In late April, about a month before Naoto Kan took over as prime minister from Yukio Hatoyama, a hand-written note was taped to the intercom outside Kan's home in the Kichijoji district of Tokyo. It read, "No press meetings," and was signed "Kan," but it wasn't written by the current Democratic Party of Japan head. It was written by his wife, Nobuko, who, according to the weekly magazine Shukan Shincho, was angry because a reporter leaked to a colleague an off-the-record comment her husband made while drunk.

In order to appreciate the comment, "(Ichiro) Ozawa is a leaf," you probably had to be there, but the note's implication, that reporters regularly hung out at Kan's house drinking and discussing politics, has a deeper meaning in light of comments recently made by retired Liberal Democratic Party lawmaker Hiromu Nonaka, who was chief Cabinet secretary for Prime Minister Keizo Obuchi from July 1998 to Oct. 1999.
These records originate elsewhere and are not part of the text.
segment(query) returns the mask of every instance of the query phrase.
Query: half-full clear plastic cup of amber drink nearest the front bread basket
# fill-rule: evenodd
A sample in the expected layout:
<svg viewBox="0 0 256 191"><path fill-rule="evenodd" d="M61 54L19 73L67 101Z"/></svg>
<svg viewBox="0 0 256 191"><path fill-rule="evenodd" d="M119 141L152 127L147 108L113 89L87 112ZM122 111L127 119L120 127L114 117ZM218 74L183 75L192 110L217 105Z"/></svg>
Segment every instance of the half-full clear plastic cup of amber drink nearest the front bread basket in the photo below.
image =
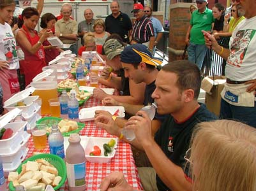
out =
<svg viewBox="0 0 256 191"><path fill-rule="evenodd" d="M45 146L47 145L46 131L47 125L45 124L37 124L33 129L31 129L34 148L39 150L45 148Z"/></svg>

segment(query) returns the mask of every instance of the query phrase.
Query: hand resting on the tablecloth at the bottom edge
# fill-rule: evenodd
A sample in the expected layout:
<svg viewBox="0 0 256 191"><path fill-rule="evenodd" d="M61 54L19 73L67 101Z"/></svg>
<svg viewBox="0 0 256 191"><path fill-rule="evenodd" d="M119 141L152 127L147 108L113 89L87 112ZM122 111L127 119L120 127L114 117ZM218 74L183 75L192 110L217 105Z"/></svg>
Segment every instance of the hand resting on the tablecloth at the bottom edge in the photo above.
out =
<svg viewBox="0 0 256 191"><path fill-rule="evenodd" d="M125 180L124 174L114 172L105 177L100 183L101 191L132 191L134 190Z"/></svg>

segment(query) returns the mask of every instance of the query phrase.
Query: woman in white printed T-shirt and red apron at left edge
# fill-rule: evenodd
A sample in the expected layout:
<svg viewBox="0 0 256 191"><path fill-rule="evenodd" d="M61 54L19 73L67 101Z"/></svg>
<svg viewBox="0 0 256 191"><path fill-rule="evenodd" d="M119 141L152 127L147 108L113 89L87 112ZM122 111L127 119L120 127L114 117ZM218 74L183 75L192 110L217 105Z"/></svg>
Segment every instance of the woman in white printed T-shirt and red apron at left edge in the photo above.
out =
<svg viewBox="0 0 256 191"><path fill-rule="evenodd" d="M0 84L3 87L3 103L19 92L20 85L17 76L19 59L16 51L16 41L11 27L6 22L13 17L15 1L0 2ZM1 107L1 106L0 106ZM3 110L3 108L0 108Z"/></svg>

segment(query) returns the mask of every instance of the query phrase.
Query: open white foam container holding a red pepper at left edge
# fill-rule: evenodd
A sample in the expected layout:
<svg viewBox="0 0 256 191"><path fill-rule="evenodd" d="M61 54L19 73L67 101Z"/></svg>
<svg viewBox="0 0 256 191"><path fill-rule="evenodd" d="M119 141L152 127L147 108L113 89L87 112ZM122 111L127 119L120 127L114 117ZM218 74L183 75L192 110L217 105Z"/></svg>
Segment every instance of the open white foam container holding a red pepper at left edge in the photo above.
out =
<svg viewBox="0 0 256 191"><path fill-rule="evenodd" d="M0 155L13 155L26 143L30 137L30 134L24 131L26 125L27 122L14 122L4 126L6 129L12 129L13 136L9 139L0 140Z"/></svg>

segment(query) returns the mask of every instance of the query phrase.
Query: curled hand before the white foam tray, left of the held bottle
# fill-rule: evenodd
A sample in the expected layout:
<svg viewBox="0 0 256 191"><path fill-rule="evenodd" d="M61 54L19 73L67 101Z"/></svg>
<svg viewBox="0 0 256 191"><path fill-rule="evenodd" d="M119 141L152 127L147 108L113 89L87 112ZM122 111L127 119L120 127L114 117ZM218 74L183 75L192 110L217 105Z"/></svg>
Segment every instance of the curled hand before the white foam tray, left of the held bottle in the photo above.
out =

During a speech he gave in Nara on April 23 Nonaka discussed the controversial kanbo hoshohi (secretariat rewards), more commonly referred to as kimitsuhi (secret funds). This money, which the most recent budget set at ¥1.46 billion, is not subject to scrutiny or audit. The chief Cabinet secretary, who controls it, doesn't even have to get receipts. It's for him to spend as he sees fit.